Recently, he asked questions about the private and intimate life of Sme reporter Adam Valček. Some of the information he asked about concerned his family and his health condition, which is not available from open sources.
Kočner and Markíza
“Don’t take Markíza from us!“ the angry crowd chanted 19 years ago in front of the TV’s headquarters in Záhorská Bystrica. The revolution lasting several days, with the aim of showing support for TV Markíza, started after the Gamatex scandal on September 15, 1998- a mere 10 days before the general election.
At that moment, the acquaintance of TV Markíza’s CEO Pavol Rusko, Marian Kočner, took his chair in his office as the co-owner of the Gamatex company. The two former classmates were rivals in the dispute involving the new commercial TV. The Gamatex company co-owned by Kočner and Štefan Ágh became the owner of Markíza thanks to Rusko’s unsettled claim.
Recently, the case was revived when Kočner turned up with promissory notes worth dozens of millions of euros and started collecting them from Markíza. The TV is now owned by foreign company, CME. Markíza deems the promissory notes forged, but Rusko told the court he really signed them, and has no money to repay them. TV Markíza’s lawyer, Tomáš Kamenec, expressed his suspicion at the hearing that this case has been pre-arranged as a fraud by Kočner and Rusko.

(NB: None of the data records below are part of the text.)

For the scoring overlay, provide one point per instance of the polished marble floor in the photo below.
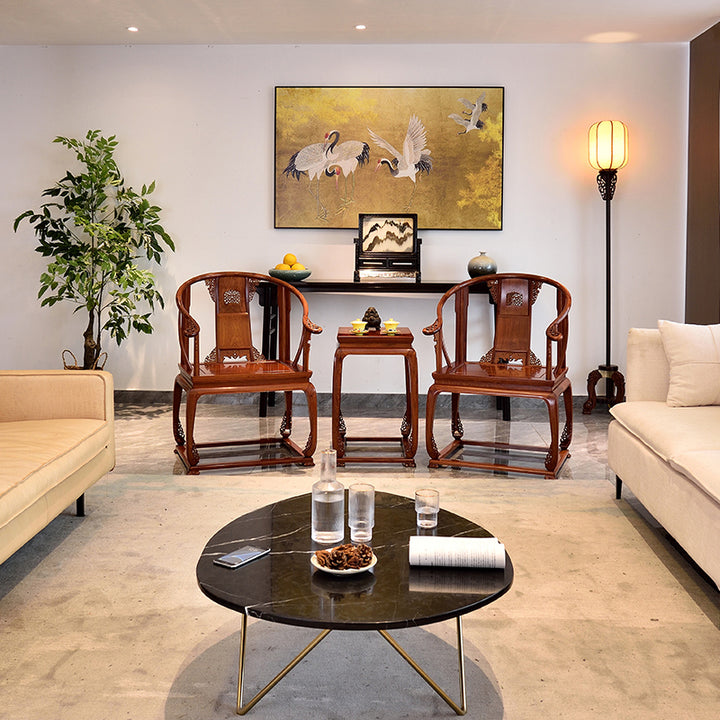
(145, 443)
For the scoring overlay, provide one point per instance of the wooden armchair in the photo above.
(235, 365)
(508, 369)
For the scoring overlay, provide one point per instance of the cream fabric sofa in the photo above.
(665, 447)
(57, 438)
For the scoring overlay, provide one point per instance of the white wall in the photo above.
(199, 120)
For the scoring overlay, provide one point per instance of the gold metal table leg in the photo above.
(459, 709)
(241, 709)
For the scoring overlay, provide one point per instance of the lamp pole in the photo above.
(607, 179)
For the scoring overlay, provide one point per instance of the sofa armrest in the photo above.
(648, 372)
(51, 394)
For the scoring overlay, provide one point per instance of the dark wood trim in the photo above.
(702, 279)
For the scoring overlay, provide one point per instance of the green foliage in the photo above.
(95, 231)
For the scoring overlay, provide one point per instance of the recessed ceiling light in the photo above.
(612, 37)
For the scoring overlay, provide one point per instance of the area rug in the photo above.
(101, 617)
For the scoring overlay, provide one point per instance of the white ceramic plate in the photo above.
(349, 571)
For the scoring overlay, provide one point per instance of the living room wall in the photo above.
(199, 120)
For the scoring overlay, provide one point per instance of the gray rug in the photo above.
(101, 617)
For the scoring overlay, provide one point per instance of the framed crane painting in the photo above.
(436, 152)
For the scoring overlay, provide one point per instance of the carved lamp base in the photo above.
(614, 387)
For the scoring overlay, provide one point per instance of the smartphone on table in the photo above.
(241, 556)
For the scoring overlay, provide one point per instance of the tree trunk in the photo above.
(91, 348)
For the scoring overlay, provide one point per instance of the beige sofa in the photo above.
(664, 442)
(57, 438)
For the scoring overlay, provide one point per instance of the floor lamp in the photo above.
(607, 153)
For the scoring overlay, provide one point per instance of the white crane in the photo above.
(472, 120)
(345, 158)
(415, 156)
(311, 161)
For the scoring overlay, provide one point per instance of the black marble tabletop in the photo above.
(284, 587)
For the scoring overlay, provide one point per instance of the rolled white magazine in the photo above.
(430, 550)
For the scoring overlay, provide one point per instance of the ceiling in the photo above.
(211, 22)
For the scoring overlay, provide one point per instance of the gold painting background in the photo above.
(462, 191)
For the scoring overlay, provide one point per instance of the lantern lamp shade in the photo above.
(608, 145)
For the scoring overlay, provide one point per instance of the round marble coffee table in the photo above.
(284, 587)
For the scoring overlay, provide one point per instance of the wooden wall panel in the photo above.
(702, 286)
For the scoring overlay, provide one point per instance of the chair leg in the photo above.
(553, 454)
(177, 425)
(430, 443)
(193, 457)
(311, 444)
(286, 423)
(566, 437)
(457, 428)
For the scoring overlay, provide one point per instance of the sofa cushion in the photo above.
(693, 352)
(703, 468)
(670, 431)
(39, 454)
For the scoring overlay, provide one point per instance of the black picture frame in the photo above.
(387, 246)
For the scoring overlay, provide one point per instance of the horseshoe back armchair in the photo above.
(508, 369)
(235, 365)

“Normally, the defendant (i.e. Rusko) doesn’t behave like he would accept the claim in its whole extent, and he had tried to support in the course of evidence in every possible way of the plaintiff who applies his title,” Kamenec said.
These promissory notes are one of the reasons why police detained Kočner. His lawyer Martin Pohovej could not comment, so far, on the detention. “Currently, I am going to study the file and learn about the charge and the reasons for detention.” Pohovej told Sme. He could not say whether Kočner has testified even without him. He said he would reveal more after he studies the file.
After Kočner’s detention, Pavol Rusko went to police to receive the charge involving alleged forgery of promissory notes. He still insists the notes are authentic.
Takeover of Technopol
Another company that has been connected with the scandals surrounding Kočner for many years is Technopol.
Last year, the murdered journalist Ján Kuciak pointed out that that the assets of this famous Bratislava-based firm, worth €20 million, ended up under suspicious circumstances in the hands of people close to Marian Kočner. The Trend weekly and the Sme daily found out several weeks ago that shortly after the hostile takeover, Technopol paid half a million euros to Kočner’s personal account. The case has been long investigated by police, and several people have been accused.
Kočner did not answer the questions of several journalists concerning Technopol.
"I personally deem it absolutely useless to ask him anything as it is completely unconstructive. He does not answer to the point, and he, on principle, never comments on specific issues. He does not explain anything, only attacks. Of course, I keep asking him but it is only a formality,” Trend reporter Zuzana Petková said in an interview.
Kočner was involved, together with Michal Kováč junior (the son of then-president) and Martin Syčo-Milý, in another scandal involving Technopol back in 1992. This was the reason why Kováč Jr. was abducted and taken to Austria by the secret service. Then-president Michal Kováč Sr. granted amnesty to all three of them, due to the mistrust in investigation in the era of prime minister Vladimír Mečiar (HZDS).
Kočner and mafia
Businessman Marian Kočner also appeared on so-called mafia lists, which were leaked from the police in 2005. In the first list, he was included in the Sýkorovci gang; in the second, the Piťovci gang.